STAININGLet me start out by saying that if you are a lazy girl, you should only stain if you absolutely have to. Like, if there is no more spray paint left in the world. Or, if you're building something for your BFF and they absolutely have to have a Pottery Barn-like stain. Then, and only then, do you consider this option. I only use gel stain. What I love about it is that it goes on super thick like a paint rather than a thin, watery mess like a normal stain. I've also found that with a gel stain I don't have to use wood conditioner (even with pine). This means one less step to getting your gorgeous finish out of the way so that you can move on to build something else. With a normal stain, if you don't condition, you get an ugly, splotchy mess as the stain sets in. I've actually had very strange results when using wood conditioner with the gel stain - it feels like the stain doesn't absorb at all. The trick to getting a deep, rich color with a gel stain is pretty easy... just leave it on for the longest amount of time possible. (For the Varathane Gel Stain that I love, it recommends no longer than 15 minutes, which equals out to about 4 songs on my Lady Gaga Pandora station.) The longer you leave it on, the deeper it sets in, which means less coats you have to do later. Since it's a stain, you can also really glop it on since you're going to wipe it off anyway. I always stain in the direction of the wood grain to give it that professional touch, but I'm never precise about how much I'm using. I also always sand with my 220 grit sandpaper in between coats to get the smoothest possible surface for my next coat.
Whenever I stain, I always finish off with a few coats of poly. Not only does it give a beautiful, glossy, Pottery Barn-like finish, but it also protects the wood from everyday life. I've gone through quite a few different kinds of poly, and I've finally found one that's perfect for me: Varathane's Crystal Clear Water Based Polyurethane (fastest drying formula, of course.)

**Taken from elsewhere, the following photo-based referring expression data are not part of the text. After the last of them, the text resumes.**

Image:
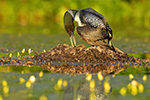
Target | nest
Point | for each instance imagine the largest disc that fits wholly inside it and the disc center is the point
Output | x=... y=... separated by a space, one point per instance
x=80 y=59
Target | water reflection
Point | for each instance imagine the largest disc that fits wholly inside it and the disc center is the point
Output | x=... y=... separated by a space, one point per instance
x=87 y=90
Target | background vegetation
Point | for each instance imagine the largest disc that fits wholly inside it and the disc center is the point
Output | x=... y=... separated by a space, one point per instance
x=47 y=15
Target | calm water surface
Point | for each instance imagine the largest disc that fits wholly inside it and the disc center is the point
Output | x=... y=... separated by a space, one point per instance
x=51 y=86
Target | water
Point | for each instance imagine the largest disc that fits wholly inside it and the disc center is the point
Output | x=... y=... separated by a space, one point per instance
x=52 y=86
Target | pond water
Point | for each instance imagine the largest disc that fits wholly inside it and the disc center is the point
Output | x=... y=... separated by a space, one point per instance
x=35 y=83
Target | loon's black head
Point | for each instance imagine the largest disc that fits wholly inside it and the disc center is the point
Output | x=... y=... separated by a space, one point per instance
x=69 y=21
x=69 y=24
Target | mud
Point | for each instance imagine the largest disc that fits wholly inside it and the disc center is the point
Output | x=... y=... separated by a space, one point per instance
x=78 y=60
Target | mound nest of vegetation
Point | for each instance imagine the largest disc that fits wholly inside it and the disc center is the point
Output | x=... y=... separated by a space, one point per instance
x=80 y=59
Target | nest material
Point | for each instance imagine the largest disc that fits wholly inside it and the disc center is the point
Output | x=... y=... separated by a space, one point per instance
x=91 y=59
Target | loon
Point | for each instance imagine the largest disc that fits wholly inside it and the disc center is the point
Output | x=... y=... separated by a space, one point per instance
x=92 y=27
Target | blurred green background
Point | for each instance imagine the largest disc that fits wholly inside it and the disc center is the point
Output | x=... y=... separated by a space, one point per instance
x=126 y=17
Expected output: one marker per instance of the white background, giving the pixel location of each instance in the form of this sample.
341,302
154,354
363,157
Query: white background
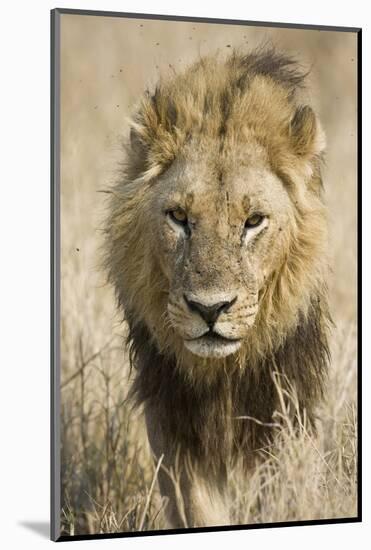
25,264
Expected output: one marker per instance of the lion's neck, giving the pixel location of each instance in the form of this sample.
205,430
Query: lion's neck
222,413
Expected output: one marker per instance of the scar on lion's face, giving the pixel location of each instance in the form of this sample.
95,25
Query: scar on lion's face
219,238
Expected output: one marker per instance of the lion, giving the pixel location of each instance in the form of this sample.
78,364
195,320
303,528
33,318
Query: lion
216,245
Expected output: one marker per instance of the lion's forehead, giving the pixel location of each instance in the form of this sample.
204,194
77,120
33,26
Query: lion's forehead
202,187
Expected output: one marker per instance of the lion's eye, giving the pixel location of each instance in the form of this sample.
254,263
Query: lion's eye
254,221
178,216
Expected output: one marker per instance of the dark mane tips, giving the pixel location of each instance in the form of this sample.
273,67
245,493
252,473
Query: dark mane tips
267,61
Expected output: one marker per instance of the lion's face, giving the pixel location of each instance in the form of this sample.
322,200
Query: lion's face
221,229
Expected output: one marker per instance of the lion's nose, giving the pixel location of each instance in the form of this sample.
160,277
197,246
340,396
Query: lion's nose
209,313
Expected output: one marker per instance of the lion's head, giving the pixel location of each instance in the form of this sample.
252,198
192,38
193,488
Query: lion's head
216,236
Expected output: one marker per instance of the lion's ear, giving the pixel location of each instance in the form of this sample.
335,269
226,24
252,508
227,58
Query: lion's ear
137,145
306,135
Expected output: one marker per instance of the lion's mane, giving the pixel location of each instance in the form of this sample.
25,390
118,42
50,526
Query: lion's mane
221,98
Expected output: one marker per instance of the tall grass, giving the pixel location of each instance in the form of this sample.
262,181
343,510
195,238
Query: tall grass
108,474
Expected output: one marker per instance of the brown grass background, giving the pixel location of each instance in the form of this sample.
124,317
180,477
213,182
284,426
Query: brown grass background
107,471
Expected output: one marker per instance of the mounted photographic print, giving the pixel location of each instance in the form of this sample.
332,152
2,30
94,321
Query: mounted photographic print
205,195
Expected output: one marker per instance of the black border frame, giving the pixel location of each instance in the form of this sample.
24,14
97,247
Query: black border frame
55,271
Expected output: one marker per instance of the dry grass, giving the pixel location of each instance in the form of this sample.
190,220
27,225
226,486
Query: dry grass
108,476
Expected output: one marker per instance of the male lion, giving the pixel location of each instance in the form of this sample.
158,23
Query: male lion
216,247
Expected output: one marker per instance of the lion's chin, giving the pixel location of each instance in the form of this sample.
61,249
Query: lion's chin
212,348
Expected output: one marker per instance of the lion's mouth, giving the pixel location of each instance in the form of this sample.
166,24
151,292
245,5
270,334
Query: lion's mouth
212,336
212,344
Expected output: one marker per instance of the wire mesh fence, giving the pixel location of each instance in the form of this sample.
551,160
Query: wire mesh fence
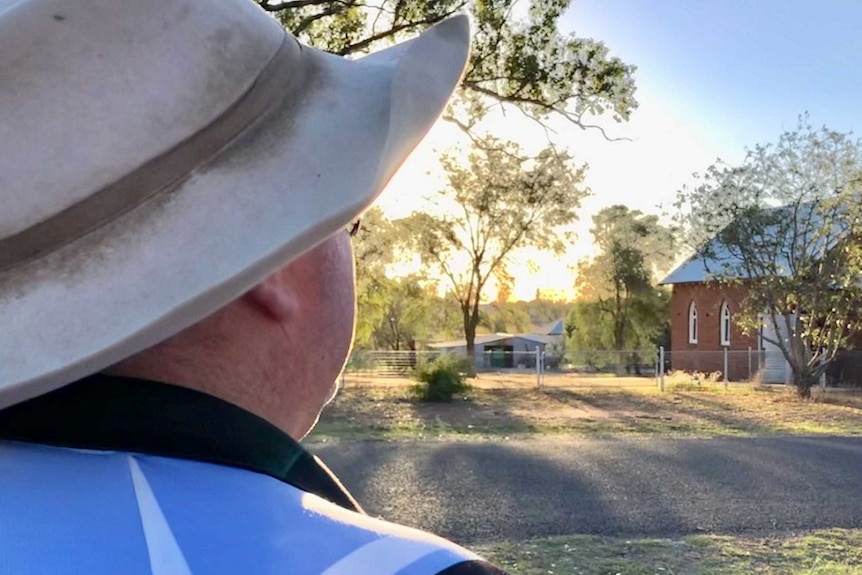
625,367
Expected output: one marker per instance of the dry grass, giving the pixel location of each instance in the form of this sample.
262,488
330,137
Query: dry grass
606,406
824,552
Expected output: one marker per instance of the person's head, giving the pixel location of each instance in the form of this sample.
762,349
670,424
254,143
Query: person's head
176,176
277,350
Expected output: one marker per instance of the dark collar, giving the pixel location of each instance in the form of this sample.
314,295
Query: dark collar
123,414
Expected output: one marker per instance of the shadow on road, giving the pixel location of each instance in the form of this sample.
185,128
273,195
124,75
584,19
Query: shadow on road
475,492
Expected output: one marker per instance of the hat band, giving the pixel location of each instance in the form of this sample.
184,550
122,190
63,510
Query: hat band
161,174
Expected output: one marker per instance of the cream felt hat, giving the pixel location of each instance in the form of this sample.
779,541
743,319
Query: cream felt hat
159,158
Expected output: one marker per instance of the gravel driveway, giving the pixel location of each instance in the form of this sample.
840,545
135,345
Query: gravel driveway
512,490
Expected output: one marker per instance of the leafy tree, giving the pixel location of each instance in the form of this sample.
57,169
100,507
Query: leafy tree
374,248
523,61
503,201
406,313
786,224
617,285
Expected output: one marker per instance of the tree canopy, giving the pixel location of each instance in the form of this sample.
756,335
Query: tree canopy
503,200
523,60
787,224
620,307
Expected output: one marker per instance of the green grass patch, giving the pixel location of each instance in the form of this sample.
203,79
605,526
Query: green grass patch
824,552
390,413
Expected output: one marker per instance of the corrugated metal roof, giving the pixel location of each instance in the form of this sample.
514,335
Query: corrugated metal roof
485,339
556,327
722,262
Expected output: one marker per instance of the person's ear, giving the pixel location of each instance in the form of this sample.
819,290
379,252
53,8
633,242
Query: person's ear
274,297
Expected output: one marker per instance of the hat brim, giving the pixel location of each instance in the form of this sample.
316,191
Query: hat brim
281,188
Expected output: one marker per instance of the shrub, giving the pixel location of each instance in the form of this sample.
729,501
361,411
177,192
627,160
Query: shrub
440,379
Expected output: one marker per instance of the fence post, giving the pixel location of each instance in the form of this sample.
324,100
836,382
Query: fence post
538,367
661,367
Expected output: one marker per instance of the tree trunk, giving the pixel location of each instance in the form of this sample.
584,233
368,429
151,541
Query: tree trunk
804,379
471,320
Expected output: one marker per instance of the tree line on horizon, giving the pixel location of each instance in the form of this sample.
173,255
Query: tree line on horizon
801,265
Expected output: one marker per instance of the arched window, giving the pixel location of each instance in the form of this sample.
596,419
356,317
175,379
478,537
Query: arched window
692,322
725,325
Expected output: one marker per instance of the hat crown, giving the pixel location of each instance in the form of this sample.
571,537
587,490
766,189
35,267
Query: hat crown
92,89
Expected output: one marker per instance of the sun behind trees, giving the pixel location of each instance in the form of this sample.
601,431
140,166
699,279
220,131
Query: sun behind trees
499,202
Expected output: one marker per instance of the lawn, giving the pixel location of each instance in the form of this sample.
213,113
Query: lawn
824,552
599,409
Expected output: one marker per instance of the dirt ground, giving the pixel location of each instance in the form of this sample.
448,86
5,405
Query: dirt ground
382,408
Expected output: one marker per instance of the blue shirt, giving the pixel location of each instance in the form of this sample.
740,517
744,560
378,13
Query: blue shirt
109,477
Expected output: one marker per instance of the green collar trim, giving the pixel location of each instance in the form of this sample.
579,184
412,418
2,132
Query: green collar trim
123,414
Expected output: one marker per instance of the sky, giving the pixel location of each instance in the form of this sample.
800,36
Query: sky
713,78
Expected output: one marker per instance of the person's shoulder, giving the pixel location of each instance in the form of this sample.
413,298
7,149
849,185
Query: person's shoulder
394,548
476,567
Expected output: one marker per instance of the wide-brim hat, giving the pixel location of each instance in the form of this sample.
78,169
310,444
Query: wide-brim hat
160,158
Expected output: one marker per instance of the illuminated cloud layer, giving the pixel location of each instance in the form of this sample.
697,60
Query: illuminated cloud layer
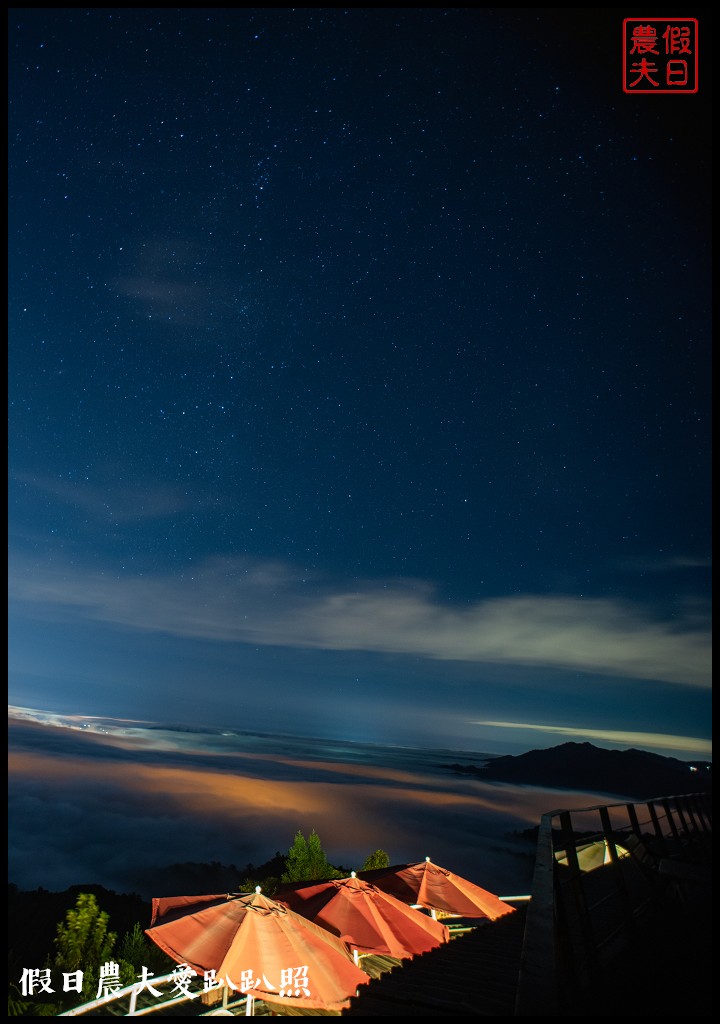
269,603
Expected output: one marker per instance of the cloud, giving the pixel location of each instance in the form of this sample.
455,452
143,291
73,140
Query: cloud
117,501
242,600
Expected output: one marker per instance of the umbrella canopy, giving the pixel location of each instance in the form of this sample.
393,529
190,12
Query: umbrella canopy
365,916
437,889
259,946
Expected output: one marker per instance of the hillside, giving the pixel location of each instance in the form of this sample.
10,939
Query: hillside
583,766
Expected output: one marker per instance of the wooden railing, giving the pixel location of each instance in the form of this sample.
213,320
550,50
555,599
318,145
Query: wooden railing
599,875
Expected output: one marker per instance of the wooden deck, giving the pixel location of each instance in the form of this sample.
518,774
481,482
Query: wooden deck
630,937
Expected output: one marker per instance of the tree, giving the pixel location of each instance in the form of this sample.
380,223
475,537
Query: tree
83,943
306,860
377,859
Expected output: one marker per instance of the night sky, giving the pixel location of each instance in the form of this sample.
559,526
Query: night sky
360,377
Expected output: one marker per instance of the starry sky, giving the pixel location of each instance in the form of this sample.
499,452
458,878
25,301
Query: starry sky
360,372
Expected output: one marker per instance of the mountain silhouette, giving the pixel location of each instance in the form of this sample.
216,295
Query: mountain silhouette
581,766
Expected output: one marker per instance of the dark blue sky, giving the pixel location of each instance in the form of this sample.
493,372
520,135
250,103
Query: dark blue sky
358,376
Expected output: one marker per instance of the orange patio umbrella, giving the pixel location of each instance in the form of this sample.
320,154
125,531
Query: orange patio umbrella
437,889
258,946
367,919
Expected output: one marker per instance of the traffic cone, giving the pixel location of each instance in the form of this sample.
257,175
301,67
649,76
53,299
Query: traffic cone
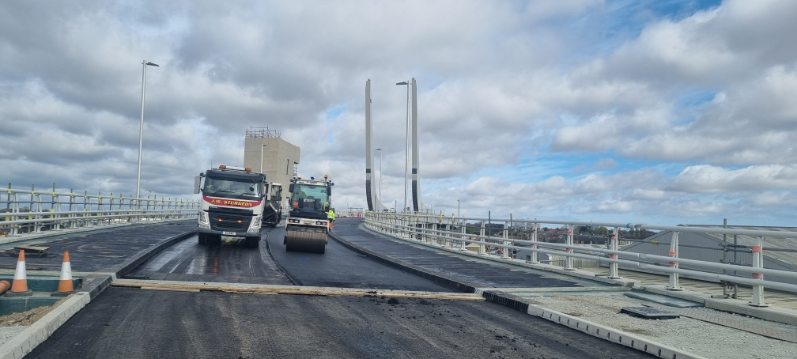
65,284
20,284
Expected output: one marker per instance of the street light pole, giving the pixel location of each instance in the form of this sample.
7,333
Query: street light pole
144,64
380,174
406,139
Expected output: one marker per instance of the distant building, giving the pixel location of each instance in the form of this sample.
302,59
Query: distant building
266,152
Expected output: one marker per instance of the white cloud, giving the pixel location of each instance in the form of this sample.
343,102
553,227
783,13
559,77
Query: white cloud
623,98
705,178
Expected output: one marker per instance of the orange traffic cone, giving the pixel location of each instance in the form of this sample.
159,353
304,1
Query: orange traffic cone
20,284
65,284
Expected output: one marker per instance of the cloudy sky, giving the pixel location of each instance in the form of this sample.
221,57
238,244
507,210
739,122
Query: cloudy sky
654,111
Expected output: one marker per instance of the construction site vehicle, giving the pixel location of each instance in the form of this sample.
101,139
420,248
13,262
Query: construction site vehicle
307,226
272,212
233,200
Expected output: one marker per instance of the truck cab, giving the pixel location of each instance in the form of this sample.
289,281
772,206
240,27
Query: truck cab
233,201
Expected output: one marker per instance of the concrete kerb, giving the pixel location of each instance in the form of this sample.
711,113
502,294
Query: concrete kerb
24,342
596,330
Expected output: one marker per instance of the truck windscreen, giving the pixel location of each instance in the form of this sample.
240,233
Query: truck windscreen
227,188
307,197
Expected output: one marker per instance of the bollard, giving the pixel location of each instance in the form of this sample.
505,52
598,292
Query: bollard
534,256
464,232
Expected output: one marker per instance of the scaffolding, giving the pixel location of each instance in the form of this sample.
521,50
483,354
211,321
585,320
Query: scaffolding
262,132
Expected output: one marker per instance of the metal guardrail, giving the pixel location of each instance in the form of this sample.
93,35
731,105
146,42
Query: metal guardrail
29,211
457,233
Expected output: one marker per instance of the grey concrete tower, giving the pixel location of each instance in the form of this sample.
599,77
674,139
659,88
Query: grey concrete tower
416,184
370,185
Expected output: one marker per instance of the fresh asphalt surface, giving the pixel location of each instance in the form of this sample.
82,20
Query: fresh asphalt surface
232,262
97,251
135,323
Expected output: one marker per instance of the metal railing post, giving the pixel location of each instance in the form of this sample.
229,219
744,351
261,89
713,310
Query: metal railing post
482,239
757,299
674,278
569,248
614,272
505,254
464,234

This is the only time ever that I will break the spray-paint-vs-can-paint rule. I've used spray poly before, but I never feel like it goes on right. Coat after coat, I never get the seal and protection that I need from a poly. If I'm going to add a step, it had better be worth it. So, I use the can to get it right the first time. The reason I believe this is excusable is that this poly dries within 2 hours. Which, compared to any other poly I've used, is pretty amazing. I've waited up to 8 hours to put another coat of poly on a project... that's an entire day wasted literally waiting for paint to dry. SO not lazy girl friendly. This stuff is also super clean and doesn't stick to your fingers for a lifetime like its oil based counterpart.